Women and their Hobbies
Why is it that young women are criticized and ridiculed for indulging in their passions?
Jack Denmo, host of the podcast Good Bro Bad Bro asked in a recent episode if his listeners knew any girls who "actually have hobbies."
To educate this man who so firmly believes that because he has a microphone, he can say whatever he likes without consequence. Yes, women do in fact have hobbies we do have passions and interests however there is a reason that we feel like we cannot indulge in them as men so readily do.
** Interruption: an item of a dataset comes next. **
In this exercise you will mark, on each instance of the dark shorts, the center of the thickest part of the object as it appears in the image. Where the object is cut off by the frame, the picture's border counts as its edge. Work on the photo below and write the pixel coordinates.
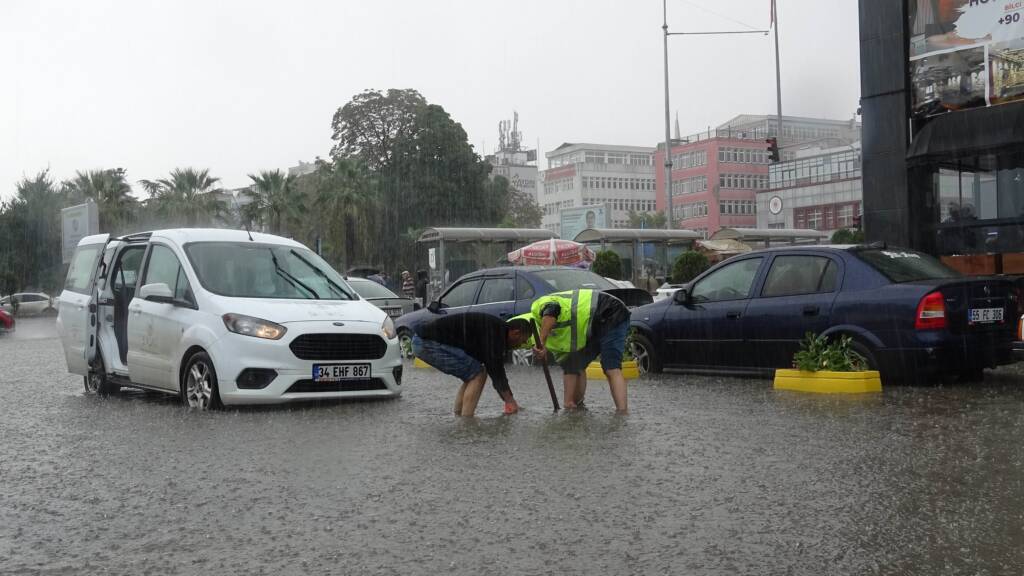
(450, 360)
(610, 347)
I’d like to tweak Denmo’s question. Name a hobby a woman can have without being ridiculed.
Reading? She’s a nerd.
Roller Derby? She’s a lesbian.
Ballet? She has eating disorders and is a perfectionist.
Football? She’s a tomboy.
Art? She's an airhead, a "Basket case”.
Astronomy? Witch.
Pole Dancing? Slut.
Business? Bossy.
The list goes on and on and on.
Of course men are not free from ridicule when it comes to their chosen passions. Fashion immediately makes a man gay, and a love of Dungeons and Dragons makes them a geek. However, this is not an equal share of humiliation between men and women. Some example scenarios include:
A man and his mates go to see their team play a football match. They scream and shout for their respective teams going nuts when they score a goal and becoming equally feral if they lose.
Perfectly normal.
A young woman and her friends go to their favourite boyband’s concert. They scream all the lyrics, dance with their idols and chant how much they adore them until the show ends.
“Local media reports said several fans were so overcome with excitement when the group arrived that they fainted and received immediate medical attention- Goodness knows how they would have behaved if they’d seen their favourite pinups shirtless, sipping beer and larking around in the sea” Daily Mail reports on One Directions arrival in Sydney Australia 2015.
Men enjoy their movies such as Fast and Furious raving about the sleek cars, explosions and half naked girls. Missing the fact that they’re being exposed to impossible standards of masculinity and standards, shown by Dwayne “The Rock” Johnson and Vin Deisel with their bloated muscles and inability to show much emotion other than anger. So rarely is this type of media ever put under the spotlight of being harmful to those viewing it.
While women try to enjoy a film like Legally Blonde for example, they are told its just another “chic flick” with no imagination and substance. When in fact it is centred around a young woman taking her life into her own hands and achieving “seemingly” impossible dreams, teaching young girls that they can get into Harvard Law School if they set their mind to it.
The fact that young women of today and constantly getting pierced by mockery and shame, as Denmo mindlessly does on his podcast, until they become a pincushion of anxiety and self-loathing breaks my heart.
Stop bringing down women for their interests and passions. Because you have no idea what that “hobby” might have done for them when they were at their lowest. How it might have been a candle to guide them through a dark world that many a time seems built against us.